エタノール15%混合のガソリンの年間販売を可能に

(米国)

シカゴ発

2019年03月29日

米国環境保護局(EPA)は3月12日、エタノールを最大15%含む混合ガソリン(E15)の通年販売を認める規則改定案を発表外部サイトへ、新しいウィンドウで開きますし、21日の官報PDFファイル(外部サイトへ、新しいウィンドウで開きます)に掲載した。公聴会やパブリックコメントなどの手続きを経て、規則を最終決定する予定。

ガソリンにエタノールを混合すると気化しやすくなるため、蒸発した排ガスがスモッグの成分であるオゾンを増加させる懸念がある。そのため、大気浄化法(Clean Air Act)で燃料のリード蒸気圧(RVP)が規制されており、E15ガソリンについては夏季(5月1日~9月15日)の販売ができなかった。今回の規制改定案では、RVP規制を緩和することにより、E15ガソリンの通年販売を可能とするもの。エタノールを最大10%含む混合ガソリン(E10)に対しては、既にRVP規制の緩和措置が講じられており、全米のほとんどのガソリンスタンドでE10ガソリンが通年販売されている。

今回の規則改正案は、石油精製業者にエタノール混合率の引き上げを義務付けるものではないものの、エタノールの販売機会拡大を通じたトウモロコシ農家への支援策と考えられている。米国では、エタノールの多くがトウモロコシを原料に製造されているが、近年はエタノール製造能力が国内需要を上回る状況が続いており、トランプ大統領は中間選挙前の2018年10月に、トウモロコシ生産州であるアイオワ州の選挙集会で、E15ガソリンの通年販売を可能とすると表明していた。

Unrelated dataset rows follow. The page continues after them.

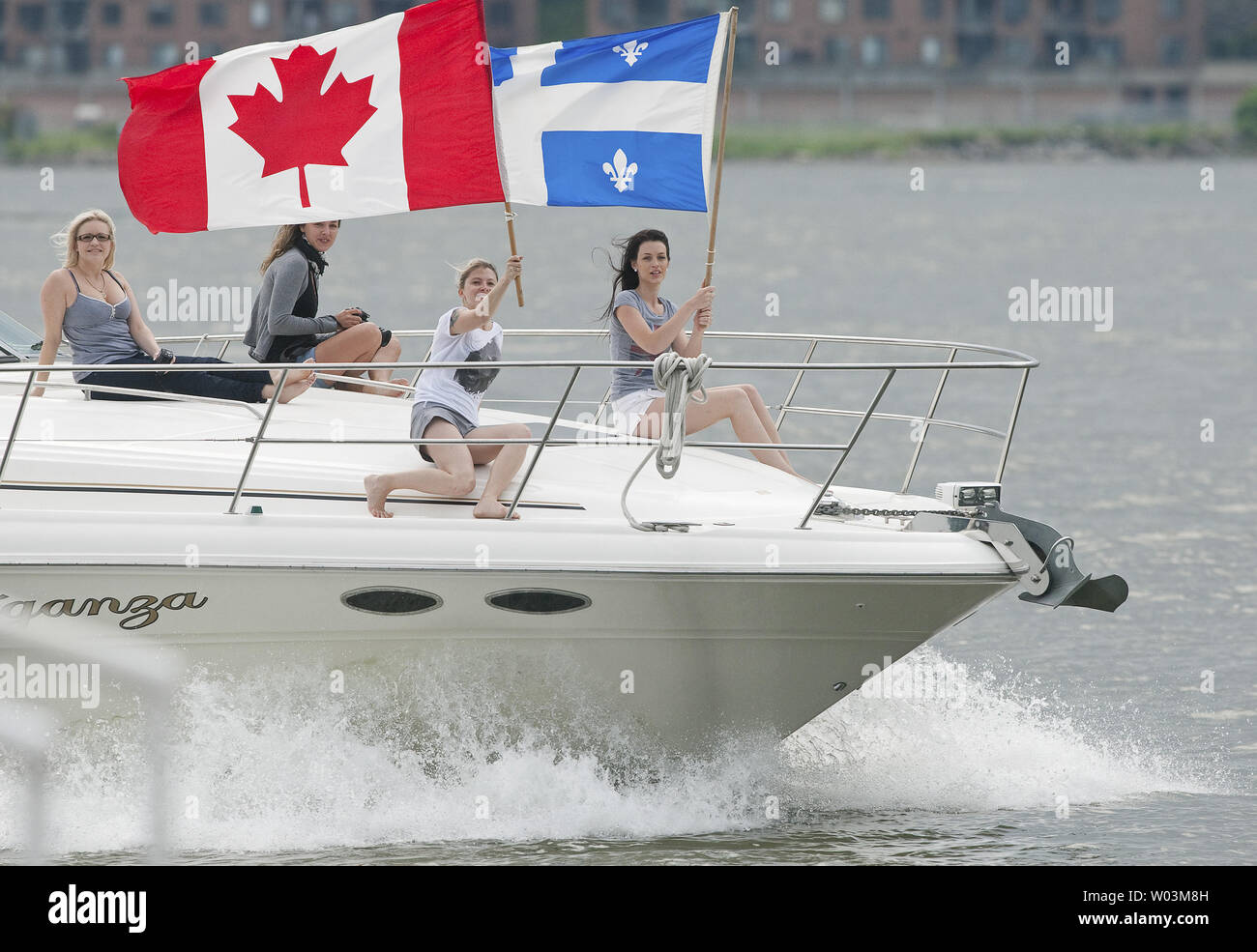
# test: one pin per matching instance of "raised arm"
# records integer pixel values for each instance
(53, 304)
(657, 342)
(470, 318)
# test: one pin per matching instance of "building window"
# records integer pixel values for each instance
(162, 54)
(213, 15)
(78, 57)
(833, 11)
(977, 12)
(1018, 50)
(872, 50)
(1107, 50)
(32, 19)
(837, 50)
(72, 14)
(259, 14)
(1016, 11)
(652, 13)
(499, 14)
(615, 13)
(161, 14)
(1107, 11)
(343, 14)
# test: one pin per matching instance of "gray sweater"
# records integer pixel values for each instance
(273, 317)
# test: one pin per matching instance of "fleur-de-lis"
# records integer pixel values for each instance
(631, 50)
(623, 172)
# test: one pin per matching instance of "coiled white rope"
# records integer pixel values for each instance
(679, 377)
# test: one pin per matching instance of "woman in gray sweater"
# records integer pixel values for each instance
(287, 327)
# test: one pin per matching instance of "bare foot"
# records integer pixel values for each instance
(296, 389)
(490, 508)
(376, 498)
(386, 390)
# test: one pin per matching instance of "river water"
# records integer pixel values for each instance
(1061, 736)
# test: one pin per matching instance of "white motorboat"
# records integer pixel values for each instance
(224, 533)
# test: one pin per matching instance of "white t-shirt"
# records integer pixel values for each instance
(460, 389)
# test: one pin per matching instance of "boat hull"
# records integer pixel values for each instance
(684, 658)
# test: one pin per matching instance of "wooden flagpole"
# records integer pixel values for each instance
(511, 234)
(719, 158)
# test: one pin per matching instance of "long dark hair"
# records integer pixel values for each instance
(627, 277)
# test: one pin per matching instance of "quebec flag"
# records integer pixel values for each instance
(621, 120)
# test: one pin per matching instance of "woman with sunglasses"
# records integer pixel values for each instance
(93, 306)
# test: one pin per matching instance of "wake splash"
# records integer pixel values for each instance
(271, 762)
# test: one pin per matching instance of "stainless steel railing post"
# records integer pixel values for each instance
(256, 440)
(1012, 422)
(793, 387)
(846, 449)
(929, 418)
(549, 428)
(16, 420)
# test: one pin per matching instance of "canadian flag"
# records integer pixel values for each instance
(388, 116)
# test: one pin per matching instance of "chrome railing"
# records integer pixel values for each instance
(1005, 361)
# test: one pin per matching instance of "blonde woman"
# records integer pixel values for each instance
(95, 309)
(448, 402)
(287, 327)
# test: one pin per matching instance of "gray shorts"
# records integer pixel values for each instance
(424, 414)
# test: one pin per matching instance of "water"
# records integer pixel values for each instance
(1063, 736)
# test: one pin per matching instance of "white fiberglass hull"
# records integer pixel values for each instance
(743, 623)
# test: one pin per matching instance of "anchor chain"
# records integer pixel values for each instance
(837, 508)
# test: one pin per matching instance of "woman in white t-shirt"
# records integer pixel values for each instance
(644, 324)
(448, 402)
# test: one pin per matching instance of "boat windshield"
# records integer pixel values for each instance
(16, 340)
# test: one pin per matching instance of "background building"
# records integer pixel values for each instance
(903, 63)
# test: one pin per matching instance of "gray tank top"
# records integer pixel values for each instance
(628, 380)
(99, 332)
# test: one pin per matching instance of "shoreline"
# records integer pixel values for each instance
(97, 146)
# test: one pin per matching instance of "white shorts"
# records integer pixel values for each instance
(628, 411)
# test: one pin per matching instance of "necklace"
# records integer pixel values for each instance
(101, 289)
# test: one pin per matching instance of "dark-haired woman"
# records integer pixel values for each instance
(645, 324)
(287, 327)
(92, 305)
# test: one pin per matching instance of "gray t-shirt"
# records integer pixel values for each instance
(460, 389)
(627, 380)
(99, 332)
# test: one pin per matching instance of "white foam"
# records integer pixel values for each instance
(406, 756)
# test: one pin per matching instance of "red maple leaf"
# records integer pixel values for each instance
(307, 127)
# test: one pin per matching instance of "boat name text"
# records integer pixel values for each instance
(141, 611)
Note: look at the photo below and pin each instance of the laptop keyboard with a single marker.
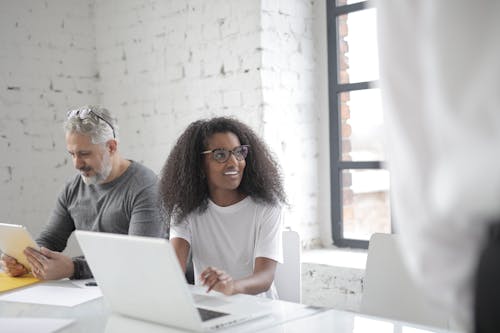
(209, 314)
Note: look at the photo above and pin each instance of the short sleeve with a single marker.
(269, 242)
(181, 230)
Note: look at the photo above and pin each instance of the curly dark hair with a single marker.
(183, 186)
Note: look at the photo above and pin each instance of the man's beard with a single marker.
(101, 175)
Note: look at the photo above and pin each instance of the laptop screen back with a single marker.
(140, 277)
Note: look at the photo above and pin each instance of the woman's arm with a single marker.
(259, 282)
(181, 247)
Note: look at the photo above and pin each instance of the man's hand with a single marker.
(11, 266)
(49, 265)
(217, 280)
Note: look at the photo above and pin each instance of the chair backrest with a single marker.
(389, 290)
(288, 279)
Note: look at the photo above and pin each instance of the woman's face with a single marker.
(223, 176)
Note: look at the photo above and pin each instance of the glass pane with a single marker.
(348, 2)
(362, 125)
(357, 49)
(366, 207)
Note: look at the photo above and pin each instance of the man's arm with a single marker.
(146, 218)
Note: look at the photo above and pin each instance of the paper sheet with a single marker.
(39, 325)
(53, 295)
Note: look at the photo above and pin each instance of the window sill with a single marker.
(348, 258)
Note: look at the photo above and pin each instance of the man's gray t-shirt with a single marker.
(127, 205)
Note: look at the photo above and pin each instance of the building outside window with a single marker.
(360, 184)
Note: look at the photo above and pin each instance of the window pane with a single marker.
(362, 125)
(348, 2)
(366, 208)
(357, 49)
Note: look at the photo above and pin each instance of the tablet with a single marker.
(14, 239)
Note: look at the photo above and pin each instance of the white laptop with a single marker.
(141, 277)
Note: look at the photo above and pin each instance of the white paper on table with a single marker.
(83, 283)
(39, 325)
(53, 295)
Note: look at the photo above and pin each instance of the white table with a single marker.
(94, 316)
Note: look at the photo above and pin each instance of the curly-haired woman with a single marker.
(222, 193)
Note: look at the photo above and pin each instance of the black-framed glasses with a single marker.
(221, 155)
(86, 114)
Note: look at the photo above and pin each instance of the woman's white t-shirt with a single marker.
(230, 238)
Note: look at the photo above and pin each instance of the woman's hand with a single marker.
(218, 280)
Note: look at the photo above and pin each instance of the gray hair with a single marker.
(94, 121)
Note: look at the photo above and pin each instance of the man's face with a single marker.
(92, 160)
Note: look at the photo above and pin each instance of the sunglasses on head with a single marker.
(86, 114)
(221, 155)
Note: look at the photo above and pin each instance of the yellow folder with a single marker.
(8, 283)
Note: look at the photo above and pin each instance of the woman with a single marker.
(222, 190)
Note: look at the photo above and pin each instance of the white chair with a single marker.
(389, 290)
(288, 279)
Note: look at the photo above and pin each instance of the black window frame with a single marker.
(334, 90)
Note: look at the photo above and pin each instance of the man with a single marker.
(110, 194)
(440, 80)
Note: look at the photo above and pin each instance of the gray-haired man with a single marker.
(110, 194)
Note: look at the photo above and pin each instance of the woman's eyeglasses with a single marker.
(221, 155)
(86, 114)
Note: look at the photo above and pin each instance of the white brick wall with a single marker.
(159, 65)
(179, 61)
(47, 65)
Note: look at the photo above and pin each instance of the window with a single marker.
(360, 184)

EPAは2001年モデル以降の全ての車種に対するE15ガソリンの給油を認めているが、メルセデス・ベンツ、BMW、マツダなど一部の自動車会社は、E15ガソリンの給油により発生したトラブルを保証対象外としてきた(注1)。今回の規則改定が実現した際には、その対応が注目される。

エタノールを含むバイオ燃料の使用に関しては、再生可能燃料基準(RFS、2018年12月14日記事参照)によって定められているが、バイオ燃料の使用義務が達成できない事業者は、RIN(注2)と呼ばれる売買可能なクレジットを購入することにより、同基準を満たすことができる。EPAは、RIN取引市場の透明化と価格操作の防止を目的とした規則改定案も併せて公表した。

(注1)エタノールはガソリンよりも自動車の燃料システムなどを腐食・劣化させやすい性質がある。

(注2)Renewable identification number:再生可能燃料識別番号。